The wife is an artist with a keen eye for color. Applying her own art background, Phoebe says, “I so enjoyed working with her. She was very sensitive to the color palette, nothing too dark or heavy. We sought colors that are very true. The rooms feel calm even with the reds and greens being a little stronger. It is not a muted palette. Additionally, by not allowing the colors to become too much in the forefront, the wood and landscape become more of the focus.”
Throughout the house are nods to the husband’s European heritage—railings with Norwegian patterns in the woodworking, traditional quilts, and a chandelier made with European fallow deer sheds. The loft space is intimate, not grandiose. The simple plaids, rough timbers, and antique trunk evoke a Swiss Chalet. Theses motifs are found throughout the new home that feels like a centuries-old Norwegian cottage.

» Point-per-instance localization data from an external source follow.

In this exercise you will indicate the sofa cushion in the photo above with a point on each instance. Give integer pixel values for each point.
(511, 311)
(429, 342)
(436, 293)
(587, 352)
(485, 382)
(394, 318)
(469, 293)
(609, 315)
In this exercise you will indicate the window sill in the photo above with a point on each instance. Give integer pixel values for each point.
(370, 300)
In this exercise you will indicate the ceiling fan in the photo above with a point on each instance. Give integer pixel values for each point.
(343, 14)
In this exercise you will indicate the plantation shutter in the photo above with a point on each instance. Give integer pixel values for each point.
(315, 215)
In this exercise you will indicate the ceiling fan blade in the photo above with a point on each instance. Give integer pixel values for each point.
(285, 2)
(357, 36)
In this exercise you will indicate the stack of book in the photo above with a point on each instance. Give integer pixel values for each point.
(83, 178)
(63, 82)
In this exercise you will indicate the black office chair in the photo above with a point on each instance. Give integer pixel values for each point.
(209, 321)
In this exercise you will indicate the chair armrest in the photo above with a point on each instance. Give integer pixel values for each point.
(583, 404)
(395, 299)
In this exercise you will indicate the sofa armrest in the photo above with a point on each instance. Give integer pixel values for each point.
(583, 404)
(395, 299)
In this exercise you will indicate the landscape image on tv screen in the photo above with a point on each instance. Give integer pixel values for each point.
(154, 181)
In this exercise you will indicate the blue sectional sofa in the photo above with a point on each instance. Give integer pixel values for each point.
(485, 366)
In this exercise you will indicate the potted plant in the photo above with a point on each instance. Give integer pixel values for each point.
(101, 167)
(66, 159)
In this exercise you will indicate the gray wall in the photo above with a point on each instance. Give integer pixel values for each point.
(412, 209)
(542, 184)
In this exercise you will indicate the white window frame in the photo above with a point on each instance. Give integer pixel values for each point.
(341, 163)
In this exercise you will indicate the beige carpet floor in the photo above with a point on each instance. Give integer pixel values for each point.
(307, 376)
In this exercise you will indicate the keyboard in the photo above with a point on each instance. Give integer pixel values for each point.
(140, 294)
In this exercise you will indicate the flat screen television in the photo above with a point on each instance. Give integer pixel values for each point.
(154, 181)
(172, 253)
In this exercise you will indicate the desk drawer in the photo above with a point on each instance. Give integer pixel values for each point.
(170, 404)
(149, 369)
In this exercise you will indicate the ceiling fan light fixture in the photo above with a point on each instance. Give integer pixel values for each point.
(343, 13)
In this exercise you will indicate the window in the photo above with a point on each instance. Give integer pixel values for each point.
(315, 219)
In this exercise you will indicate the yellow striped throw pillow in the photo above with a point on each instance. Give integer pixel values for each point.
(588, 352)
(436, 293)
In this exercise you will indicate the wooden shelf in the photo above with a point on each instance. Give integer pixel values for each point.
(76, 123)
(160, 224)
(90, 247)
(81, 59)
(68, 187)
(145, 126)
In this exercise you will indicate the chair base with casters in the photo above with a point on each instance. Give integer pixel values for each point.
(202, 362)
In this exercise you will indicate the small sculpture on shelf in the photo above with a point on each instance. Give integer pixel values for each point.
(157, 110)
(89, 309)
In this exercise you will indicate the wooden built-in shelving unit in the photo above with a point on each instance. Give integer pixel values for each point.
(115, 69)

Establishing Enduring Legacies in the West
What design elements have become norms in the American West? What in the last 200 years have become established aesthetics, building materials, and construction techniques? What are the lasting legacies?
These questions don’t offer simple or definitive answers. No single authority defines “established principles of western interior design.” That said, some architectural and interior design firms have left enduring imprints and contributed to the establishment of the West.

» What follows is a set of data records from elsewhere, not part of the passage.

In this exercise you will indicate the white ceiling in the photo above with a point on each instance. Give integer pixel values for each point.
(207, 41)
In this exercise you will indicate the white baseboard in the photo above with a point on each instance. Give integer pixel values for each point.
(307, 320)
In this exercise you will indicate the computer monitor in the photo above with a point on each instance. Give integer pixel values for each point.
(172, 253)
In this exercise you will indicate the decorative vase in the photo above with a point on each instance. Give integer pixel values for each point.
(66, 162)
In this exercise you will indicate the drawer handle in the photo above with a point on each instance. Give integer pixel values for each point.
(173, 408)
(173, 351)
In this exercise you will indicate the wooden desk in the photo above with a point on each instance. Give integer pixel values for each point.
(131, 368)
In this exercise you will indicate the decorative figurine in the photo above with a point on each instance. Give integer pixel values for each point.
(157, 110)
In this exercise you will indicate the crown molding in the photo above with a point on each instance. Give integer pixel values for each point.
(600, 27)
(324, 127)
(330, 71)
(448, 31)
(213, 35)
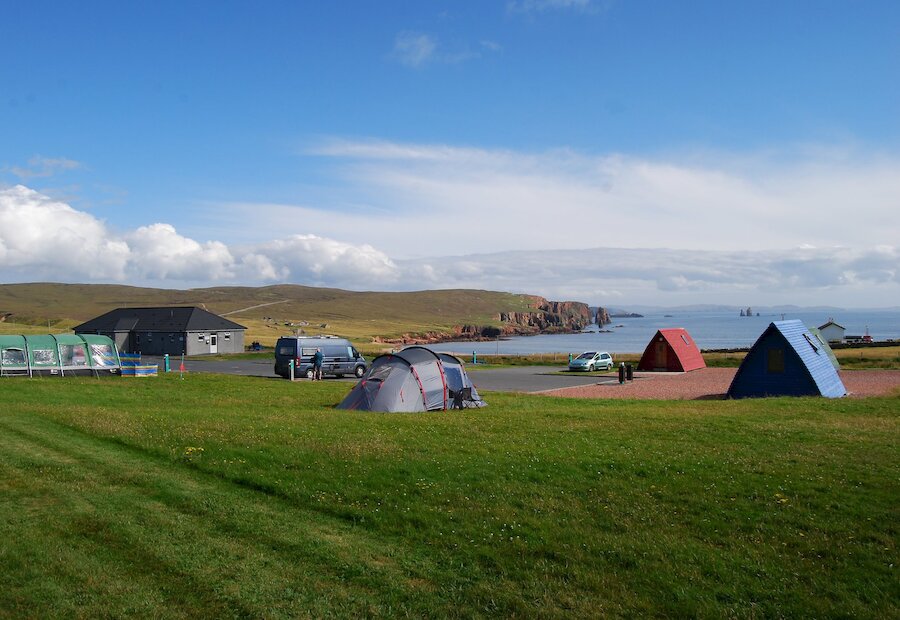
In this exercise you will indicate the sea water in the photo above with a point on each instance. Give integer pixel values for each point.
(711, 330)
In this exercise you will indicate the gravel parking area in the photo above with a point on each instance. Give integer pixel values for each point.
(712, 383)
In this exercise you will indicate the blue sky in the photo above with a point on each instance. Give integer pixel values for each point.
(605, 151)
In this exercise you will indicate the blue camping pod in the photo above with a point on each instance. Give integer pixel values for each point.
(787, 360)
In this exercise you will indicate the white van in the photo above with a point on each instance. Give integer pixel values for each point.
(341, 357)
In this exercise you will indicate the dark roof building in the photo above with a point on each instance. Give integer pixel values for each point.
(174, 330)
(787, 360)
(673, 350)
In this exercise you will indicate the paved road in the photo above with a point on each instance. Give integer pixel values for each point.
(512, 379)
(530, 378)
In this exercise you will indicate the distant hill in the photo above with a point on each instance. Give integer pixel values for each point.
(271, 311)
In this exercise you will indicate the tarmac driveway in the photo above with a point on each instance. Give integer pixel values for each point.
(511, 379)
(531, 378)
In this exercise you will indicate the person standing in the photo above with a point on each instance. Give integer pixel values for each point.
(318, 358)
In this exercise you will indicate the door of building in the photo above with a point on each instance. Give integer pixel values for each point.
(662, 360)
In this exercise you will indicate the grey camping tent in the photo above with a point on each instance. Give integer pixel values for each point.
(415, 379)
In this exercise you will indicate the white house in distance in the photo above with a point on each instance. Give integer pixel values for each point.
(831, 331)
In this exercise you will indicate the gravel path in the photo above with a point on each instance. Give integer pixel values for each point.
(712, 383)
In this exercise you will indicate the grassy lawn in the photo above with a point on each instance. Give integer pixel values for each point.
(240, 496)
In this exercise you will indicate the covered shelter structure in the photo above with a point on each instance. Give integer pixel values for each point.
(174, 330)
(414, 379)
(57, 354)
(787, 360)
(671, 349)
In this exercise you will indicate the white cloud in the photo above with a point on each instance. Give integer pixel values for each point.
(44, 167)
(837, 276)
(421, 200)
(539, 6)
(50, 239)
(41, 238)
(158, 252)
(567, 225)
(309, 259)
(414, 49)
(417, 49)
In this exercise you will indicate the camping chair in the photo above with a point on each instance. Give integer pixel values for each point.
(460, 397)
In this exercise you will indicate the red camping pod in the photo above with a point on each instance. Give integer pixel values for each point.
(672, 350)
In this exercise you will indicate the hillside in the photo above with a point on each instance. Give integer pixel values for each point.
(271, 311)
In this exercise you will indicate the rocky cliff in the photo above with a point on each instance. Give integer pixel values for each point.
(546, 317)
(603, 317)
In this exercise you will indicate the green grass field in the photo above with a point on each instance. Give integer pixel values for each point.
(232, 496)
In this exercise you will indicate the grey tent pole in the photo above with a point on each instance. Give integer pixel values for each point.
(62, 373)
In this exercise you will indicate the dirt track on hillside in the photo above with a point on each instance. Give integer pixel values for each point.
(712, 383)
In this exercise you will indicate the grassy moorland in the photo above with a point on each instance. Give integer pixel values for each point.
(269, 311)
(240, 496)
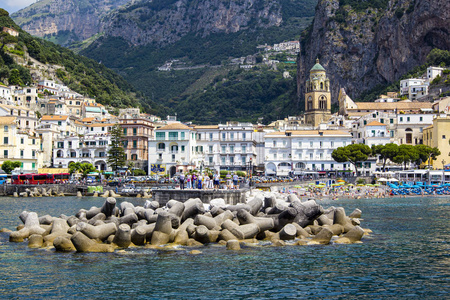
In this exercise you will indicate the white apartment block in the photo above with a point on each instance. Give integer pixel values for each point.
(296, 152)
(91, 147)
(414, 88)
(433, 72)
(173, 147)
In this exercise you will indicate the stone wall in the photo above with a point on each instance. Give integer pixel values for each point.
(230, 196)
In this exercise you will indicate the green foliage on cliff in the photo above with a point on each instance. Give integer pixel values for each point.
(243, 95)
(81, 74)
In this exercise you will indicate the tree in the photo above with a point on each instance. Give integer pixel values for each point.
(8, 166)
(406, 154)
(426, 153)
(83, 168)
(116, 153)
(354, 154)
(388, 151)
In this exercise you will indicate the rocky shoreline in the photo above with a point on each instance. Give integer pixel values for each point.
(266, 218)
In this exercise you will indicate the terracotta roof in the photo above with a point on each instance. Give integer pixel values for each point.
(310, 132)
(54, 118)
(175, 126)
(7, 120)
(391, 105)
(100, 125)
(206, 126)
(375, 123)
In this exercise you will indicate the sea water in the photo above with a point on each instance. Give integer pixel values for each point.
(407, 256)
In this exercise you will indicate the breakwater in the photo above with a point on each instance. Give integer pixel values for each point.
(279, 219)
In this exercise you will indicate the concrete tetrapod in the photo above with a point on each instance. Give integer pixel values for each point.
(84, 244)
(100, 232)
(122, 238)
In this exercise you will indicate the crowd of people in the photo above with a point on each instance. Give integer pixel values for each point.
(205, 181)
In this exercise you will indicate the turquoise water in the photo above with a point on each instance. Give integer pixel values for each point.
(407, 256)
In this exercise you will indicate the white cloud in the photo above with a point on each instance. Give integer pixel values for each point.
(14, 5)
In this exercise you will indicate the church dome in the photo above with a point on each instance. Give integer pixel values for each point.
(317, 66)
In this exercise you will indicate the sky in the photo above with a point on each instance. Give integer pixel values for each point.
(14, 5)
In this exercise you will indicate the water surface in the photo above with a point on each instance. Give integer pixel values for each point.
(407, 256)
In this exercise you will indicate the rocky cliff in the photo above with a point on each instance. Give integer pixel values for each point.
(65, 21)
(364, 44)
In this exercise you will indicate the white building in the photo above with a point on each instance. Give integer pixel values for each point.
(298, 151)
(173, 148)
(433, 72)
(414, 88)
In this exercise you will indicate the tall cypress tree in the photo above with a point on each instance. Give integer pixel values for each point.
(116, 153)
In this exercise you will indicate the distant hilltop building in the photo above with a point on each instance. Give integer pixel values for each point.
(10, 31)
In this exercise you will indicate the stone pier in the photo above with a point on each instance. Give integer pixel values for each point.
(231, 197)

“We’ve seen trends in mountain homes swing from very rustic, cabin-like log homes to ultra-sleek, ‘mountain modern,’ contemporary homes. We, as designers, try to stay above it all, letting the client, land, and traditional principles guide our work.”

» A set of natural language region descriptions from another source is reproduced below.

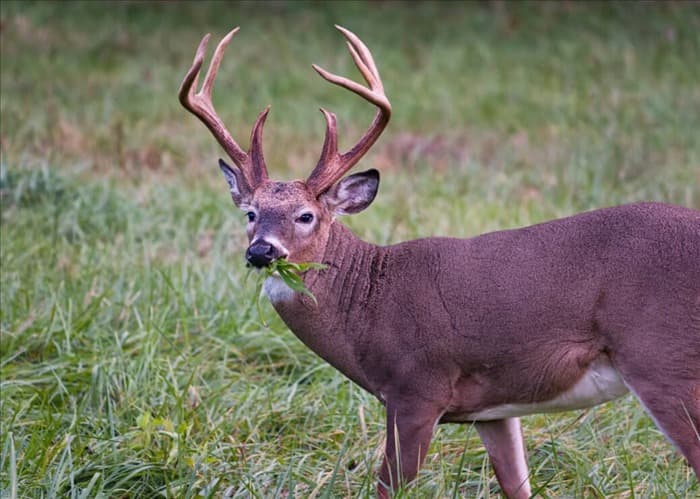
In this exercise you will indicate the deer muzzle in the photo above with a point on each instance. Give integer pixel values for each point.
(261, 254)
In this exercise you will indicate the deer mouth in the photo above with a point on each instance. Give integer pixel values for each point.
(261, 254)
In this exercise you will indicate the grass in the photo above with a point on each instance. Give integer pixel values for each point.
(133, 362)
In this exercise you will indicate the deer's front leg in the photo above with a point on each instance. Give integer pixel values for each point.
(409, 429)
(503, 440)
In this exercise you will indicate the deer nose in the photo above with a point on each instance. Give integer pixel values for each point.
(260, 254)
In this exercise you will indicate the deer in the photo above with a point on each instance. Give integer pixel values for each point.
(558, 316)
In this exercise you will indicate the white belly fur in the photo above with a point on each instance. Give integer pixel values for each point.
(599, 384)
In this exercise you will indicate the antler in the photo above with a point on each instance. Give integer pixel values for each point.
(252, 163)
(332, 165)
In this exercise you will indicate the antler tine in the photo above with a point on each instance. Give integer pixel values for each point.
(251, 164)
(331, 165)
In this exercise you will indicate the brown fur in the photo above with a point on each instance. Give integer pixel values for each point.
(441, 330)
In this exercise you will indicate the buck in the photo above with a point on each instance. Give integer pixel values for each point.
(562, 315)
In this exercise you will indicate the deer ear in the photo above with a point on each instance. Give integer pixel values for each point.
(353, 193)
(236, 183)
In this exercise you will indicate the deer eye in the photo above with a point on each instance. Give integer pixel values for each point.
(305, 218)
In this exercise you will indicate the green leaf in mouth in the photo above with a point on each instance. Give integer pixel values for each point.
(291, 275)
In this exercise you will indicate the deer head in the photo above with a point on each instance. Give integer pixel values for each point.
(561, 315)
(291, 219)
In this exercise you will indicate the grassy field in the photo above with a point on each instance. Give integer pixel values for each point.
(133, 362)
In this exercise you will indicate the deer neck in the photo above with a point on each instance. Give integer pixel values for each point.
(333, 325)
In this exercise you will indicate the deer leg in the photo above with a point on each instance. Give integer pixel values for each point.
(676, 411)
(409, 429)
(504, 443)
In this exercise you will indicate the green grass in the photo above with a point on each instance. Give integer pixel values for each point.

–Debra Shull, Haven Interior Design
Reflecting on 20 years of Haven Interior Design, Debra says, “We’ve seen trends in mountain homes swing from very rustic, cabin-like log homes to ultra-sleek, ‘mountain modern,’ contemporary homes. We, as designers, try to stay above it all, letting the client, land, and traditional principles guide our work.”
Phoebe expands on Debra’s thought, saying, “We don’t focus on the ‘what;’ we focus on the ‘why.’ Why does this feel right in this environment? Why does this hue, fabric, art piece, or furnishing connect the client to the land that surrounds them?”
Throughout their tenure, Debra and Phoebe have refined their approach and continue to be decerning about their projects. Debra says, “When we accept a project, we are committed to the clients, their vision, and their dream. We don’t take jobs lightly, as it is a huge responsibility, and most projects take two to three years. We want to make sure that the client has the same commitment to the design process to create something that will last generations.”
“The design process starts with a conversation about what has drawn them here and what they want to create. Oftentimes it’s casual, comfortable, and speaks to the past. This is what starts the language of design. We work to create that authentic connection and their legacy in that landscape.”
–Phoebe McEldowney, Haven Interior Design
Phoebe says, “People come to the West because they are inspired by the landscape. The region hasn’t been overly developed. Our clients fall in love with the visual expanses—the mountains, rivers, and ranchland; they fall in love with the Rocky Mountain lifestyle. The design process starts with a conversation about what has drawn them here and what they want to create. Oftentimes it’s casual, comfortable, and speaks to the past. This is what starts the language of design. We work to create that authentic connection and their legacy in that landscape.”